A democracia pode sobreviver à policrise? por Jorge Soros
Em todo o mundo, as pessoas vivem cada vez mais com a sensação de que muita coisa está acontecendo, muito rápido. As principais fontes dessa crescente angústia são o aumento da inteligência artificial, as mudanças climáticas e a guerra da Rússia na Ucrânia – cada uma das quais exige atenção urgente dos formuladores de políticas e líderes políticos.
NOVA YORK – Vivemos tempos difíceis. Muita coisa está acontecendo rápido demais. As pessoas estão confusas. O historiador econômico da Universidade de Columbia, Adam Tooze, de fato, popularizou uma palavra para isso. Ele chama isso de "policrise".
A policrise tem muitas fontes. Na minha opinião, a principal fonte da policrise que aflige o mundo hoje é a inteligência artificial. A mudança climática vem em segundo lugar, e a invasão russa da Ucrânia se qualifica como o terceiro. A lista é muito mais longa, mas vou me concentrar nesses três. Isso deve ajudar a reduzir a confusão.

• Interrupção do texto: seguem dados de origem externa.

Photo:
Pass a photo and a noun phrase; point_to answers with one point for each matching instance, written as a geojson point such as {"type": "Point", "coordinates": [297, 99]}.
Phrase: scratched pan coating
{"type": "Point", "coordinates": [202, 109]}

A IA chocou o mundo quando a Microsoft disponibilizou o ChatGPT gratuitamente ao público por meio de uma empresa associada chamada OpenAI. Isso foi em novembro de 2022. O ChatGPT representava uma ameaça existencial ao modelo de negócios do Google. O Google entrou em ação para lançar um produto concorrente o mais rápido possível.
Pouco tempo depois, Geoffrey Hinton, geralmente considerado o padrinho da IA, renunciou ao Google para poder falar abertamente sobre os riscos da nova tecnologia. Invertendo sua posição anterior, ele teve uma visão muito obscura da IA. Ele disse que poderia destruir nossa civilização.

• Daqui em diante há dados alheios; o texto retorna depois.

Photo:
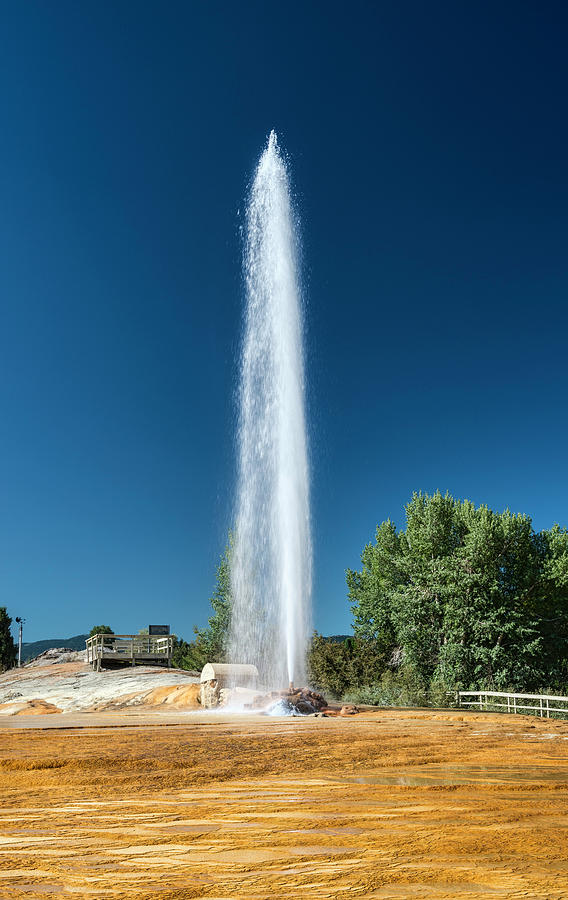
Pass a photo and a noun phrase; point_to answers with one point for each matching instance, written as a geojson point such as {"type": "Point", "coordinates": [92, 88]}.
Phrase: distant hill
{"type": "Point", "coordinates": [34, 648]}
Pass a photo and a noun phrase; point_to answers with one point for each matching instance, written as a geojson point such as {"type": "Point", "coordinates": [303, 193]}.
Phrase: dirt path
{"type": "Point", "coordinates": [390, 805]}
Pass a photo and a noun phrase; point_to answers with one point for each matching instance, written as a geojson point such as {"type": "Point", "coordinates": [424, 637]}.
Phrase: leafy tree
{"type": "Point", "coordinates": [465, 597]}
{"type": "Point", "coordinates": [335, 666]}
{"type": "Point", "coordinates": [100, 629]}
{"type": "Point", "coordinates": [8, 650]}
{"type": "Point", "coordinates": [210, 643]}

Hinton foi pioneiro no desenvolvimento de redes neurais que podem entender e gerar linguagem e aprender habilidades analisando dados. À medida que os dados cresciam, também crescia a capacidade dos chamados grandes modelos de linguagem da IA.
Isso causou uma grande impressão em Hinton. "Talvez o que está acontecendo nesses sistemas seja realmente muito melhor do que o que está acontecendo no cérebro", disse ele. À medida que se tornam mais poderosos, também se tornam mais perigosos, afirmou. Em particular, ele alertou contra sistemas de armas totalmente autônomos – robôs assassinos, como ele os chamou.
"Entramos em um território completamente desconhecido. Somos capazes de construir máquinas mais fortes do que nós, mas ainda estamos no controle. Mas e se desenvolvermos máquinas mais inteligentes do que nós? 20 anos para superar a inteligência humana." E "logo perceberá que atinge melhor seus objetivos se se tornar mais poderoso".
O que Hinton disse me impressionou muito. De fato, a IA me lembrou o poema de Goethe "O Aprendiz de Feiticeiro". O Aprendiz está estudando magia, mas não entende totalmente o que o mestre está ensinando a ele. Quando o mestre lhe manda varrer o chão, ele aplica as palavras mágicas a uma vassoura. A vassoura obedece, mas o aprendiz não consegue impedir a vassoura de ir buscar baldes de água para varrer o chão e a casa fica alagada.
Eu cresci antes da IA ser inventada. Isso me fez um grande crente na realidade. Percebi em uma idade relativamente jovem como é difícil entender o mundo em que nasci e olhei para a realidade para me fornecer orientação moral.
Nós, seres humanos, somos participantes e observadores do mundo em que vivemos. Como participantes queremos mudar o mundo a nosso favor; como observadores, queremos entender a realidade como ela é. Esses dois objetivos interferem um no outro. Considero isso um insight importante que me permite distinguir entre o certo e o errado.
A IA destruiu esse esquema simples porque não tem absolutamente nada a ver com a realidade. A IA cria sua própria realidade e quando essa realidade artificial não corresponde ao mundo real – o que acontece com bastante frequência – ela é descartada como alucinação.
Isso me fez quase instintivamente contra a IA e concordo plenamente com os especialistas que argumentam que ela precisa ser regulamentada. Mas os regulamentos devem ser aplicados globalmente porque o incentivo para trapacear é muito grande; aqueles que fogem dos regulamentos obtêm uma vantagem injusta.
Infelizmente, os regulamentos globais são inatingíveis porque o mundo é dominado por um conflito entre dois sistemas de governança que são diametralmente opostos entre si. Eles têm visões radicalmente diferentes sobre o que precisa ser regulamentado e por quê.